Compare the candidates

It seems to me that this catalog of complaints against Hillary Clinton just proves that she has been relentlessly attacked, accused and harassed by the right for 30 years with nothing to show for it.

If there was anything to these witch hunts, there would have been fines, like the one Donald Trump paid when he made an illegal contribution to Pam Bondi. There would have been actual prosecutions, like the one Trump was involved in for housing discrimination against black people in the '70s. Now, it looks like he was breaking the law during the Cuba embargo.

There are no perfect candidates; however, her mistakes pale in comparison to Trump's misdeeds and outright breaking of the law.

One more point: At least she can admit to making a mistake. He has stated that he has never apologized for anything in his life. What kind of ego cannot even admit to ever making a mistake?

Yvonne M. Osmond, Clearwater

A son of the white working class Oct. 2, Perspective

Spiritual values missing

I found the analysis of Donald Trump voters by J.D. Vance in his book Hillbilly Elegy insightful yet wanting. He does not consider the role of education (or the lack thereof) in the emergence of the Trump foot soldiers. Trump has made ignorance and incivility a badge of honor and a motive of pride. In the same issue of Perspective, Peggy Noonan eloquently highlights how a generation that has learned history and philosophy from movies and viral videos is all but incapable of deep thoughts and is liable to adopt Internet slogans as revealed truths.

Perhaps more important, Vance neglects the abandonment of a spiritual perspective of life as the root cause of the current political and social confusion. Since Ronald Reagan, conservatives have used Christianity as a Trojan horse to promote a political agenda that could not be more callous toward human life, and in doing that they have misrepresented and overturned basic Christian values.

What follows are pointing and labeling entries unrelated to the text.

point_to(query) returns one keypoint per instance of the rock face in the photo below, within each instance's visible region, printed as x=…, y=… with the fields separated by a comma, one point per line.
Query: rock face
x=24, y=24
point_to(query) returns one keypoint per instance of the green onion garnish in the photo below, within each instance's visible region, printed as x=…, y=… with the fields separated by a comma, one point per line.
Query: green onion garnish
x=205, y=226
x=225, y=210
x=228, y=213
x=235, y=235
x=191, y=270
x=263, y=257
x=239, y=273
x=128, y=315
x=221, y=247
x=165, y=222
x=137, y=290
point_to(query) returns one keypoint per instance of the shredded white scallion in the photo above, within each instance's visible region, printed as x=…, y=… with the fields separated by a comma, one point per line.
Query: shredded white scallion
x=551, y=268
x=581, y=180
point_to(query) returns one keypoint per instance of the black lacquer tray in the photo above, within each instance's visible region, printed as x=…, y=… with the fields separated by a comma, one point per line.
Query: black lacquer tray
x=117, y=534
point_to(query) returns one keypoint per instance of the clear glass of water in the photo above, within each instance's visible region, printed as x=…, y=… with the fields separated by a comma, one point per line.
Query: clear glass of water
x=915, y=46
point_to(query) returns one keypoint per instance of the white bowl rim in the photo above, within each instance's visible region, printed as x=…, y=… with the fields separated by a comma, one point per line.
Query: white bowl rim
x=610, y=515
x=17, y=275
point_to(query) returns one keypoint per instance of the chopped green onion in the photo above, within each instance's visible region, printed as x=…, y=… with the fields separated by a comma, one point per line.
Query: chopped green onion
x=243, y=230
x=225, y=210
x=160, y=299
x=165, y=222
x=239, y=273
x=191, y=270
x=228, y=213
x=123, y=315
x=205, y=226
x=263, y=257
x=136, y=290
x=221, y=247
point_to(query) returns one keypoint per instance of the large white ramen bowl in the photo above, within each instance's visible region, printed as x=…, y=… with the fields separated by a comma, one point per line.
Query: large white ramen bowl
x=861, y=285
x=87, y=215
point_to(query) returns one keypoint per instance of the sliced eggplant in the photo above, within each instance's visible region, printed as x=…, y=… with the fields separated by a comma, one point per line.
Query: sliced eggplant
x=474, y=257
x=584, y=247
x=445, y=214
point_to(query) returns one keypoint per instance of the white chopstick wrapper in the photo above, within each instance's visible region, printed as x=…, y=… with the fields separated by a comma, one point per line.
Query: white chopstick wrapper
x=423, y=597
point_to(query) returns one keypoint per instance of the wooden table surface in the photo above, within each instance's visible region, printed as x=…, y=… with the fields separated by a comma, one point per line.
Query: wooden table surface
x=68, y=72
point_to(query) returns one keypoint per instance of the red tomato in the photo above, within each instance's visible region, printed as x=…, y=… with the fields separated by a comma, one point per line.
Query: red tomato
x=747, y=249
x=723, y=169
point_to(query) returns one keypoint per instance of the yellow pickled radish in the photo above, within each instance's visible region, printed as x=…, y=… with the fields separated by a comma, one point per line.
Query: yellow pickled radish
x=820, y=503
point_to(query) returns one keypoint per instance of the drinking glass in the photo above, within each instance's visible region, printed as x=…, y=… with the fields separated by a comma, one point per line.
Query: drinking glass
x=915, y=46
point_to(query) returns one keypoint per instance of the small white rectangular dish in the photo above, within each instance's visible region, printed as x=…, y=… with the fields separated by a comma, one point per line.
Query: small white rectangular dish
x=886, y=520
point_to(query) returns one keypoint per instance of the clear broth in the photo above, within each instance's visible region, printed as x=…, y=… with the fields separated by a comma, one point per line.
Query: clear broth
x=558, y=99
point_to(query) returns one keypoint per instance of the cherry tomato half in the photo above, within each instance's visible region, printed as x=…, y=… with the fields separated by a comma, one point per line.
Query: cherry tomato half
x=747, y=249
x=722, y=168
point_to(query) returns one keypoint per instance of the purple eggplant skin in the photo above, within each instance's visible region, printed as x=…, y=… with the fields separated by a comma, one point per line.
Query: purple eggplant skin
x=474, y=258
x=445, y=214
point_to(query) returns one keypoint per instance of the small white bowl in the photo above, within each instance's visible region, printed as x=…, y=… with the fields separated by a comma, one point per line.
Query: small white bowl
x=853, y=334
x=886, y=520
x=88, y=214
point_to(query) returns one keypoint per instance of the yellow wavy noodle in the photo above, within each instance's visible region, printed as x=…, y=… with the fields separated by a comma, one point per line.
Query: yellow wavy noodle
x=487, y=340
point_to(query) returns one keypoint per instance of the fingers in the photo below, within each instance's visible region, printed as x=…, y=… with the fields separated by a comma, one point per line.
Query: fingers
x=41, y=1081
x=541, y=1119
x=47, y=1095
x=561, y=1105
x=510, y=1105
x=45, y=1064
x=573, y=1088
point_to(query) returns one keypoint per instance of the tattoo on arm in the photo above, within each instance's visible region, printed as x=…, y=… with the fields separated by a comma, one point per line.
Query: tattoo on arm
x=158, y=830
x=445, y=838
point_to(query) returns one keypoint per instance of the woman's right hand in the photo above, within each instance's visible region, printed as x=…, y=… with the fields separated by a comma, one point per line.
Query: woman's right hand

For the late Jerry Falwell, life began at conception and ended with birth. Not surprisingly, former Gov. Rick Perry of Texas, devoted to this brand of Christianity, bragged about executing more people than any other governor in U.S. history and in doing it without any angst. His successor succeeded in bringing the rate of pregnancy-related deaths in Texas to the level of a Third World country by depriving poor women of the assistance of Planned Parenthood.

In the meantime, leftist Democrats hold Christianity as a form of superstition unworthy of any consideration by enlightened individuals. They all but ignore that the values they promote are rooted in the Christian revelation of universal brotherhood and sisterhood and that the whole tree will wither once it is severed from its roots.

As a devout Christian who believes that life begins at conception and ends with natural death, I oppose the death penalty and I support the safety net that allows every person to develop in full his or her human dignity. I just wish to be heard by Hillary Clinton and her entourage, who dismiss my views with hubris and prefer to cater to a fringe of rabid feminists as motivated by hatred as the Trump voters are.